Last app?

Posted by: Dory Streett (dstreett@colby.edu) on Sat, March 15, 2008, 4:08 p.m.

It’s possible that I might have just read my last application for the season (possible, but not likely; there always seem to be a few that surface even after we think we’re finished).  I have been looking forward to this for a long time.  For the last ten days or so, I have continually thought I was down to my last ten applications.  I’d read eight apps and then realize that another twelve had materialized, so I’d work my way through those and somehow, there would be seven more in my bag to go home with me at night.  Yesterday afternoon before I left the office, my colleague Jamie came around distributing a few second reads among us and with that, it seemed like we were at last at the end.  The big boxes upstairs in the file room have been consolidated as decisions have been entered into the database, and perhaps, perhaps the reading is over.

Oddly enough, I am a little sad.  Even though the pressure of reading season can feel oppressive and overwhelming, I will miss the winter days at home with the dog and the wood stove.  Very shortly, I’ll be dismantling the appealing space in the living room where I read.  The current generation of blooming amaryllis will find a new spot in the house, the desk lamp will go back to the desk, and the card table will be folded up and put back in the closet.  The lyric-less CD’s in groups of five for my listening pleasure on our five-CD changer will be returned to their alphabetized slots.  We actually don’t spend a lot of time in the living room outside of my hunkering down for reading season, and I’ll miss the space.

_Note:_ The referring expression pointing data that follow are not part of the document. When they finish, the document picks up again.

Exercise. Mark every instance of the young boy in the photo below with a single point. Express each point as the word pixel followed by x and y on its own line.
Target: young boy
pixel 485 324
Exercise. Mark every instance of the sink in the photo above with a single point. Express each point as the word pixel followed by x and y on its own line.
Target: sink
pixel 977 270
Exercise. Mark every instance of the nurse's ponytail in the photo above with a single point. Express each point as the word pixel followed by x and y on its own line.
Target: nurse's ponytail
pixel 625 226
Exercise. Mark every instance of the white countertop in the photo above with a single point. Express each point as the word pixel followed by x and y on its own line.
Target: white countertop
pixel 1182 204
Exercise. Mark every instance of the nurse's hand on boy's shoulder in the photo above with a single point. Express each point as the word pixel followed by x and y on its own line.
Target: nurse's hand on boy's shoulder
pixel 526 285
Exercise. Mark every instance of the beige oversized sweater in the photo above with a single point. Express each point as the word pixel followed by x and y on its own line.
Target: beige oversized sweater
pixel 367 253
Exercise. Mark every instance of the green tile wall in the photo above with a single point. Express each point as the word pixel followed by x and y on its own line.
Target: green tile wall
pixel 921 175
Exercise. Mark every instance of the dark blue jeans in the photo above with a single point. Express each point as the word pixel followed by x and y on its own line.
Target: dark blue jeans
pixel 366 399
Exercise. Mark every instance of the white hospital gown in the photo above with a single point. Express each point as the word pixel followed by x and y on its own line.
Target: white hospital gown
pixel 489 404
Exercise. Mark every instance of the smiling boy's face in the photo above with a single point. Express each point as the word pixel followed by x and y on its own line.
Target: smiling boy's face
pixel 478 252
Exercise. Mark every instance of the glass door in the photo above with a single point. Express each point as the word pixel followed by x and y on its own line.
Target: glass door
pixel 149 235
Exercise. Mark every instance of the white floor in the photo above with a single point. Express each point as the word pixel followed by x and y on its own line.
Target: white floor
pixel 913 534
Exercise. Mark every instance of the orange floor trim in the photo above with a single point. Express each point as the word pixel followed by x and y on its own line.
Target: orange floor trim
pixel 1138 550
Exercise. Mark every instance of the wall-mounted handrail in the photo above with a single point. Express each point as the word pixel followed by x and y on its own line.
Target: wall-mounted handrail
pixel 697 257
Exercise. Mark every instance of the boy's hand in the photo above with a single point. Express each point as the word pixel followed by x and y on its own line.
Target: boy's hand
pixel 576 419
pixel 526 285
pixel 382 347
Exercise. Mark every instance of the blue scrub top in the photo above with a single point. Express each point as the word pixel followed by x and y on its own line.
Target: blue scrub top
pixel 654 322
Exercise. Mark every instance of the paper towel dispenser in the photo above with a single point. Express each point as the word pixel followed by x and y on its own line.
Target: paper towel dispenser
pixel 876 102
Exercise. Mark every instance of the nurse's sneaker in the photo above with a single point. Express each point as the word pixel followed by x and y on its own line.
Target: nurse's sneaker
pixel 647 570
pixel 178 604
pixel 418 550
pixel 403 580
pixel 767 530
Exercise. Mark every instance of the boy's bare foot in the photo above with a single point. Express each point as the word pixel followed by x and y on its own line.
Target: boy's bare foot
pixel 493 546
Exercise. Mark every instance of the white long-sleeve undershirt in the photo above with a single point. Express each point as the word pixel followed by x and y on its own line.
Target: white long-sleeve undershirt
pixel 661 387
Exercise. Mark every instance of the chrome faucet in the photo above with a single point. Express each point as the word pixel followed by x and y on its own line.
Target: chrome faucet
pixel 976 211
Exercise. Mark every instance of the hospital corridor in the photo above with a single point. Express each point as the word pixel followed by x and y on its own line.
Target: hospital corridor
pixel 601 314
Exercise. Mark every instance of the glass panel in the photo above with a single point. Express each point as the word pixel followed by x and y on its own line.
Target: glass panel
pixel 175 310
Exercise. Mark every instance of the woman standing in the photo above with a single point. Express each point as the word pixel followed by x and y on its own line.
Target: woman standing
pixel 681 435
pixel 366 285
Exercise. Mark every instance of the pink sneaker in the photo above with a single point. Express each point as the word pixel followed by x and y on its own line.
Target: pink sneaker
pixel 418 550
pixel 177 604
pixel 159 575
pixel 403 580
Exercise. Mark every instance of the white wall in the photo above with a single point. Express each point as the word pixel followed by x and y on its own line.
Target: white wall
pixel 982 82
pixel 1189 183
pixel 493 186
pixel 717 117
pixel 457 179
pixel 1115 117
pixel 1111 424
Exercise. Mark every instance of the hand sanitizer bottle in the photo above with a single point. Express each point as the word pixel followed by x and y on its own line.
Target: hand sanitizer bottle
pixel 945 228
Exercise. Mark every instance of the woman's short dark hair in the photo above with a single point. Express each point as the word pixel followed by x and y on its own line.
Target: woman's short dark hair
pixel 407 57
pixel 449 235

On the other hand, I’ll be able to go to Sugarloaf next weekend and ski for the whole of both days for the first time since mid-December (if my legs can take it).  I’ll also be able to spend a few evenings a week doing precious little other than reading the paper or even something as mindless as watching, “Are You Smarter Than a Fifth Grader?”  (All right, I’ll admit it: I watched this for the first time – and quite likely the last time – this past Thursday and was utterly stunned by the stupidity of it.)  In short, I’m about to get my life back.

Not that it’s all free and clear, of course.  There is plenty to do in Lunder House over the next ten days before we mail the decision letters.  While I’ve finished my piece of the reading, the decisions certainly are not finalized and won’t be for another week.  The mechanics of stuffing the envelopes and doing the actual mailing will require a great deal of manpower in the coming days, although when I was in the mailroom on Friday morning, I was impressed to see how much precise advance work Beth, our mailroom supervisor, has been able to accomplish due to her uncanny ability to anticipate detail and implement efficient systems.  There is a huge amount of fine-tuning that must be done; it’s the rough work that’s about over.

At the very least, we’re relatively certain that the light at the end of the tunnel is not an oncoming train.  As for missing my cozy times at home, there’s always next year.